Par un jugement nos 2501273, 2501277 du 16 juillet 2025, le tribunal administratif de Marseille a rejeté leurs demandes.

Procédures devant la Cour :

I. Par une requête, enregistrée le 30 juillet 2025 sous le n° 25MA02217, M. A..., représenté par Me Vaknin, demande à la cour :

1°) d’annuler le jugement du 16 juillet 2025 ;

2°) d’annuler l’arrêté du préfet des Bouches-du-Rhône du 31 décembre 2024 ;

3°) d’enjoindre au préfet des Bouches-du-Rhône de lui délivrer un titre de séjour portant la mention « vie privée et familiale » ou « visiteur » d’une durée d’un an sans autorisation de travailler, au besoin sous astreinte ;

4°) de mettre à la charge de l’Etat la somme de 800 euros sur le fondement de l’article L. 761-1 du code de justice administrative.
II. Par une requête, enregistrée le 30 juillet 2025 sous le n° 25MA02218, Mme B... épouse A..., représentée par Me Vaknin, demande à la cour :

1°) d’annuler le jugement du 16 juillet 2025 ;

2°) d’annuler l’arrêté du préfet des Bouches-du-Rhône du 31 décembre 2024 ;

3°) d’enjoindre au préfet des Bouches-du-Rhône de lui délivrer un titre de séjour portant la mention « vie privée et familiale » ou « visiteur » d’une durée d’un an sans autorisation de travailler, au besoin sous astreinte ;

4°) de mettre à la charge de l’Etat la somme de 800 euros sur le fondement de l’article L. 761-1 du code de justice administrative.


Ils soutiennent que :
- les arrêtés contestés sont entachés d’incompétence ;
- ils sont insuffisamment motivés ;
- ils sont entachés d’illégalités au regard des dispositions du code de l’entrée et du séjour des étrangers et du droit d’asile ;
- ils sont entachés d’erreurs matérielles dès lors qu’ils ont omis d’indiquer qu’ils sont respectivement âgés de 73 et 75 ans, qu’ils n’ont plus de logement en Algérie et que leurs ressources se trouvent en France depuis 2019 ;
- les décisions portant refus de séjour méconnaissent les stipulations du 5) et du 7) de l’article 6 de l’accord franco-algérien du 27 décembre 1968 ;
- elles méconnaissent les stipulations de l’article du a) de l’article 7 de l’accord franco-algérien du 27 décembre 1968.



Vu les autres pièces des dossiers.


Vu :
- la convention européenne de sauvegarde des droits de l'homme et des libertés fondamentales ;
- l’accord franco-algérien du 27 décembre 1968 ;
- le code de l’entrée et du séjour des étrangers et du droit d’asile ;
- le code des relations entre le public et l’administration ;
- le code de justice administrative.




Considérant ce qui suit :
M. A... et Mme B... épouse A..., de nationalité algérienne, relèvent appel des jugements par lesquels le tribunal administratif de Marseille a rejeté leurs demandes dirigées contre les arrêtés du préfet des Bouches-du-Rhône du 31 décembre 2024 leur refusant la délivrance d’un titre de séjour, les obligeant à quitter le territoire français dans un délai de trente jours et fixant le pays de leur destination.
Sur la jonction :
Les requêtes susvisées n° 25MA02217 et n° 25MA02218 concernent la situation d’un couple et présentent à juger des questions semblables.
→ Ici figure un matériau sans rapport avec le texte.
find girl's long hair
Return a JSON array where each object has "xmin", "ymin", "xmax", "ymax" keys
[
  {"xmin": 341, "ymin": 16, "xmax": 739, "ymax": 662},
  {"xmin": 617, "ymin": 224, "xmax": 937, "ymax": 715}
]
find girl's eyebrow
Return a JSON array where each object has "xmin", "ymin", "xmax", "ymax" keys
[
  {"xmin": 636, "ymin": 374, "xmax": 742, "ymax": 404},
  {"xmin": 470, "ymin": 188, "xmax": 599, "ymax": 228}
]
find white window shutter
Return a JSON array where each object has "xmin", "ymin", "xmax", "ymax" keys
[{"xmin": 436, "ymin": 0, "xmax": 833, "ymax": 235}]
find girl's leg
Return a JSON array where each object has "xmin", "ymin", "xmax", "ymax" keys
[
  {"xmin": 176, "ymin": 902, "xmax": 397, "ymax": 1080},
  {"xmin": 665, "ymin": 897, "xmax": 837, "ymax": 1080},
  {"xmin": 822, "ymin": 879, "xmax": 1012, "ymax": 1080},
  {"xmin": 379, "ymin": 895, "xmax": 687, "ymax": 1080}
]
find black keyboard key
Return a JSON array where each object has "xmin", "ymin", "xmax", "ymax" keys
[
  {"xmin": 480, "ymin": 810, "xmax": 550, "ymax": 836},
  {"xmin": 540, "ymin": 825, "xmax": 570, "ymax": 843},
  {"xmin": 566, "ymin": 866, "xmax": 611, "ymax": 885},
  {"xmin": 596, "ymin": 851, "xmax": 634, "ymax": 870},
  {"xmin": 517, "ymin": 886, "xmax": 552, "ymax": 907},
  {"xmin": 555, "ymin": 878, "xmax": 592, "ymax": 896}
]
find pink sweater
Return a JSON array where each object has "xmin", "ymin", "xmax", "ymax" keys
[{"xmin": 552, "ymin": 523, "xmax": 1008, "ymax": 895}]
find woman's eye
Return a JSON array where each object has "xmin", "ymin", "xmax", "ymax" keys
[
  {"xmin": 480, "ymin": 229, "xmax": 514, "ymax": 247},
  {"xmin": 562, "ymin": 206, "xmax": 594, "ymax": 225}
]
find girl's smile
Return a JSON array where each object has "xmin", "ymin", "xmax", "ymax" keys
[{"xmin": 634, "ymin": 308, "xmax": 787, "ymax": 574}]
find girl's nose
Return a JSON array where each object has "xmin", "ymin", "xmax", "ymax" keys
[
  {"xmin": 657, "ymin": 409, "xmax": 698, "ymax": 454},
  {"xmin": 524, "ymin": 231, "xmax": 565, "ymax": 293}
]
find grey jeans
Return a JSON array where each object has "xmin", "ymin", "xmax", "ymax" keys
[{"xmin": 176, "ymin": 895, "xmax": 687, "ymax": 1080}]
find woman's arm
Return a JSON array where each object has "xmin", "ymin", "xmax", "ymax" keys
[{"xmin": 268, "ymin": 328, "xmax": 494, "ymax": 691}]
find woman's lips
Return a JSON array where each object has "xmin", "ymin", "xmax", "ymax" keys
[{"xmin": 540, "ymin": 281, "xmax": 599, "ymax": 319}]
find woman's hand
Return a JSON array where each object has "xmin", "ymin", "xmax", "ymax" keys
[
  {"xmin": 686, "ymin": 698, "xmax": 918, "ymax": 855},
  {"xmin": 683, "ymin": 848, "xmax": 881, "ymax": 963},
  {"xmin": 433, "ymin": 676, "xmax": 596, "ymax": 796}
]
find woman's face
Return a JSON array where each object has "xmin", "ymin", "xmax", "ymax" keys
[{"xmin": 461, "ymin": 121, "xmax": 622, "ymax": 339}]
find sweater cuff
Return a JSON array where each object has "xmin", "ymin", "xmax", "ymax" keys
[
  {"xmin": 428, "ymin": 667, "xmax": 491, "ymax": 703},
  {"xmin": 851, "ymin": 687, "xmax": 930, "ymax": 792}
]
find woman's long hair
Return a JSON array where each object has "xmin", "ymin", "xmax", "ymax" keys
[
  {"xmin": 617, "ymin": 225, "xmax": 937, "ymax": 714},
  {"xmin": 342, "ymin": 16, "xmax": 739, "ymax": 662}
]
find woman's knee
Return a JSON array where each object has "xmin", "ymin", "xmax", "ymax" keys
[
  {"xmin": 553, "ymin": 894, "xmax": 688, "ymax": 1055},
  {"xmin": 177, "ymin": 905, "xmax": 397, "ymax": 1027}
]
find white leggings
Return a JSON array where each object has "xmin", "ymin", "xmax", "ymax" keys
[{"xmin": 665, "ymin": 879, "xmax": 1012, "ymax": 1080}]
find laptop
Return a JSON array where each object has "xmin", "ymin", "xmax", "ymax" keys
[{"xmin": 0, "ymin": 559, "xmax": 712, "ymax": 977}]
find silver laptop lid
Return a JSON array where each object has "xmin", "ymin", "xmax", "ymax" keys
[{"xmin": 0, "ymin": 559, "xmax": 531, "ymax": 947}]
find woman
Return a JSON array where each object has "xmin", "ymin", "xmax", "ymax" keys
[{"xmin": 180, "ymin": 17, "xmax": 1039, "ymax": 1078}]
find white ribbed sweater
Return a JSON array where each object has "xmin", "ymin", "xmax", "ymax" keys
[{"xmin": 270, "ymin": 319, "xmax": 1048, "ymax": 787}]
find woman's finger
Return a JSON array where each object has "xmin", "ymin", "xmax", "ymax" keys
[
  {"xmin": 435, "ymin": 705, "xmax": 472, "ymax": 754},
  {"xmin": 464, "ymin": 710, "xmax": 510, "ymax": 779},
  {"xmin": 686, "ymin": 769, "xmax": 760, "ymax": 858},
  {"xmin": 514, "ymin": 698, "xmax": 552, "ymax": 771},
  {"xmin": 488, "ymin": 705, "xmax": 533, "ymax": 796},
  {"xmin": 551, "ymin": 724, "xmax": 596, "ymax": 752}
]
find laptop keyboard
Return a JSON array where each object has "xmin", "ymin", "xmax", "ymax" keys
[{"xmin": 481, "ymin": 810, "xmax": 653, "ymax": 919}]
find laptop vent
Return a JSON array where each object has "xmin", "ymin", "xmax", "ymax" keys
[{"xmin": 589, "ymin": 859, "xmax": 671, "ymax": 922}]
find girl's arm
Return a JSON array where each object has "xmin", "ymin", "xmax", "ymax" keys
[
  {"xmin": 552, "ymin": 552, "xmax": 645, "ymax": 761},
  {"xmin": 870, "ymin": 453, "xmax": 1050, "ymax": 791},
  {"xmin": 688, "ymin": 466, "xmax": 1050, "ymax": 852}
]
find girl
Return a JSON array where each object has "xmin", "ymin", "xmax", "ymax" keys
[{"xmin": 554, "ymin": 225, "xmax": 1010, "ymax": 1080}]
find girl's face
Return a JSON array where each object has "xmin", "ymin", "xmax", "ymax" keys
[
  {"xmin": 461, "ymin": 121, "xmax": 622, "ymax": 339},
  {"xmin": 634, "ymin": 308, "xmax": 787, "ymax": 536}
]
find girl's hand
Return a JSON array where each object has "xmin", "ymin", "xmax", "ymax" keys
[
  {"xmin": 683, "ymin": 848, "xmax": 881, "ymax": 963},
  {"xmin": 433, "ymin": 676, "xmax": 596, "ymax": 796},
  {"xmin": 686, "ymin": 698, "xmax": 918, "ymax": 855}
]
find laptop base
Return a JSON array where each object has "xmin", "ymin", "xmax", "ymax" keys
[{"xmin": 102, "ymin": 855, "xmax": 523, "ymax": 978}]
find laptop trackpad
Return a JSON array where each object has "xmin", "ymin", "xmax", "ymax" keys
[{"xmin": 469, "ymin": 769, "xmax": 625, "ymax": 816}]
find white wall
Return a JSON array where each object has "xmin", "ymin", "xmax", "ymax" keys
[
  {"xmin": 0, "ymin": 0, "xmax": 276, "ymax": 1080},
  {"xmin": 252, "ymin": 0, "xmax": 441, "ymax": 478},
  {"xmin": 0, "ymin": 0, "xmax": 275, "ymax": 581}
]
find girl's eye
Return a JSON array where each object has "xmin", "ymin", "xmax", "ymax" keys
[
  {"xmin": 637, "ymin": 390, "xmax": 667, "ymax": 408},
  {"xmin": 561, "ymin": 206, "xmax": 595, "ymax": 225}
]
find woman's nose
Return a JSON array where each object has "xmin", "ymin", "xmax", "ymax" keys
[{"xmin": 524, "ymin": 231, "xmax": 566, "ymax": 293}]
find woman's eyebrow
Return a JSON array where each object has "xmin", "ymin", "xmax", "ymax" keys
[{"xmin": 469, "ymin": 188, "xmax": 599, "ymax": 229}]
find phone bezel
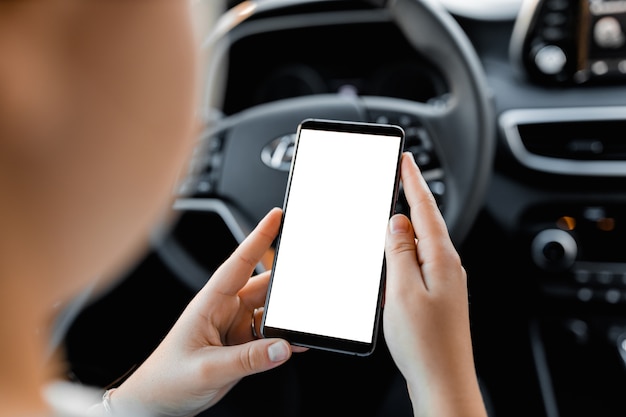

Il y a lieu de les joindre afin qu’il y soit statué par une même ordonnance.
Sur les conclusions aux fins d’annulation :
Il y a lieu d’écarter l’ensemble des moyens soulevés par M. A... et Mme B... épouse A... qui ont été précédemment invoqués dans les mêmes termes devant les juges de première instance, par adoption des motifs retenus par le tribunal administratif, que les requérants ne critiquent pas au demeurant, ces derniers ne faisant état devant la Cour d’aucun élément distinct de ceux soumis à leur appréciation.
Il résulte de ce qui précède que les requêtes d’appel des époux A..., qui sont manifestement dépourvues de fondement, au sens des dispositions du dernier alinéa de l’article R. 222-1 du code de justice administrative, doivent être rejetées, en application de ces dispositions, y compris les conclusions aux fins d’injonction et celles présentées au titre de l’article L. 761-1 du même code.


O R D O N N E :



Article 1er : Les requêtes de M. A... et Mme B... épouse A... sont rejetées.

Article 2 : La présente ordonnance sera notifiée à M. C... A... et Mme D... B... épouse A....

Copie en sera adressée au préfet des Bouches-du-Rhône.